A dilution is a process where the concentration of a solution is lowered by adding solvent to the solution without adding more solute. These dilution example problems show how to perform the calculations needed to make a diluted solution.
The key idea behind a dilution is the number of moles of solute in the solutions does not change as the solvent is added.
moles of solute prior to dilution = moles solute after dilution
The concentration of a solution can be expressed in molarity (M).

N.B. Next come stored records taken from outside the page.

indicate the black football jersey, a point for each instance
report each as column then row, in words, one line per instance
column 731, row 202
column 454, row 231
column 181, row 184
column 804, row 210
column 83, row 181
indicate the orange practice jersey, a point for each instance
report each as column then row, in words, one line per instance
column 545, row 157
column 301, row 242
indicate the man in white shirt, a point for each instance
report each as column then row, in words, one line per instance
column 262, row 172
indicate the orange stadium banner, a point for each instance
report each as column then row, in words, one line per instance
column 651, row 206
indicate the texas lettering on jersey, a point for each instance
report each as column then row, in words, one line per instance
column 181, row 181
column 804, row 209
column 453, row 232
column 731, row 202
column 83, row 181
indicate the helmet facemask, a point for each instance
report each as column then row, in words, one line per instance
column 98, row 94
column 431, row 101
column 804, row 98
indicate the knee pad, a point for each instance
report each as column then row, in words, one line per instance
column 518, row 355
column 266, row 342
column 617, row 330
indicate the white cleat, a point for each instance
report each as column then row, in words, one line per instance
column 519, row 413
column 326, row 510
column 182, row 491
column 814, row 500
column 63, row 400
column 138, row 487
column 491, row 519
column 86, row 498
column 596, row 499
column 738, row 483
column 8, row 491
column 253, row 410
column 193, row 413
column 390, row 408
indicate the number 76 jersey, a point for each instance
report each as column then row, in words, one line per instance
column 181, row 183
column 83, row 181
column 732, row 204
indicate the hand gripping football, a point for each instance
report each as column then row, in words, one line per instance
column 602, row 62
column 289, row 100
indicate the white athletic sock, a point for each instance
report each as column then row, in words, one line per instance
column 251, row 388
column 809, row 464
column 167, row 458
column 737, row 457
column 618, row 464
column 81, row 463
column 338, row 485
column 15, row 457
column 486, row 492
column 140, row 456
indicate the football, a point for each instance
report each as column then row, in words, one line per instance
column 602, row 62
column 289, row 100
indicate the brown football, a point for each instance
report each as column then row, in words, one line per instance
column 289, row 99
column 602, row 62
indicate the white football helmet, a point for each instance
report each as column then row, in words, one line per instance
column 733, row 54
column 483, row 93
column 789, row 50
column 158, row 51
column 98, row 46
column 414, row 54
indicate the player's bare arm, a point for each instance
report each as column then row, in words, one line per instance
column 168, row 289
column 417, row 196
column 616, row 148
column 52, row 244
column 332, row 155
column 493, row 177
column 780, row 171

M = moles per liter of solution
where M is the molarity and V is the concentration.
Solve for moles and get:
moles = MV
Since moles of solute prior to dilution = moles solute after dilution,
MiVi = MDVD
where:
Mi = initial concentration
Vi = initial volume
MD = diluted concentration
VD = diluted volume
Example Problem 1:
Problem: What volume of 5 M NaOH is needed to create a 100 mL solution of 1 M NaOH?
Solution: Use the formula MiVi = MDVD.
Mi = 5 M
Vi = initial volume
MD = 1 M
VD = 100 mL
Solve for Vi
Vi = 20 mL
Answer: 20 mL of 5 M NaOH is needed to create a 100 mL solution of 1 M NaOH. Water is added to the 20 mL solution until there is 100 mL.
Example Problem 2:
Problem: If you have 300 mL of 1.5 M NaCl, how many mL of 0.25 M NaCl can you make?
Solution: Use the formula MiVi = MDVD.
Mi = 1.5 M
Vi = 300 mL
MD = 0.25 M
VD = final volume
Solve for VD
VD = 1800 mL = 1.8 L
Answer: You can make 1800 mL of 0.25 M NaCl solution from 300 mL of 1.5 M NaCl solution.